Quand je levais la tête vers le Pavillon d'Or, ce n'est pas seulement par les yeux qu'il pénétrait en moi, mais aussi, semblait-il, par le crâne

=--=Publié dans la Catégorie "Lectures"=--=

 

« Je peux, sans exagération, affirmer que le premier problème auquel, dans ma vie, je me sois heurté, est celui de la Beauté. Mon père n’était qu’un simple prêtre de campagne, au vocabulaire pauvre ; il m’avait seulement dit "que nulle chose au monde n’égalait en beauté le Pavillon d’Or". La pensée que la beauté pût déjà exister quelque part à mon insu me causait invinciblement un sentiment de malaise et d’irritation ; car si effectivement elle existait en ce monde, c’était moi qui, par son existence même, m’en trouvais exclu. […]

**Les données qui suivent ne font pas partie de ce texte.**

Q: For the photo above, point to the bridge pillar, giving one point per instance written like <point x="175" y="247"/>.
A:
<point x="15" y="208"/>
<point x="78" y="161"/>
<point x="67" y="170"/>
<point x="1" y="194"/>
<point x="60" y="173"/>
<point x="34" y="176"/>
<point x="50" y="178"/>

Le Pavillon d'Or, que je revoyais après plusieurs mois, reposait sereinement dans la lumière de l'été finissant. J'avais le crâne tout frais rasé de mon entrée en sacerdoce et j'éprouvais la sensation que l'air collait étroitement à ma tête - la périlleuse sensation que toutes les idées nichées dans ma cervelle entraient en contact avec les phénomènes extérieurs par cette seule et mince épaisseur de peau, hypersensible et si vulnérable !

Quand je levais la tête vers le Pavillon d'Or, ce n'est pas seulement par les yeux qu'il pénétrait en moi, mais aussi, semblait-il, par le crâne. De la même façon qu'en plein soleil ce crâne devenait brûlant, ou était instantanément rafraîchi par la brise du soir.
Pavillon d'Or ! Je suis enfin venu près de toi ! murmurais-je en moi-même, m'interrompant de balayer l'allée. Je ne dis pas tout de suite, mais un jour, fais-moi un signe d'amitié, je t'en prie ; révèle-moi ton secret. Ta beauté, il ne tient qu'à un seul fil qu'elle ne m'apparaisse, je le sens, et pourtant elle m'échappe encore.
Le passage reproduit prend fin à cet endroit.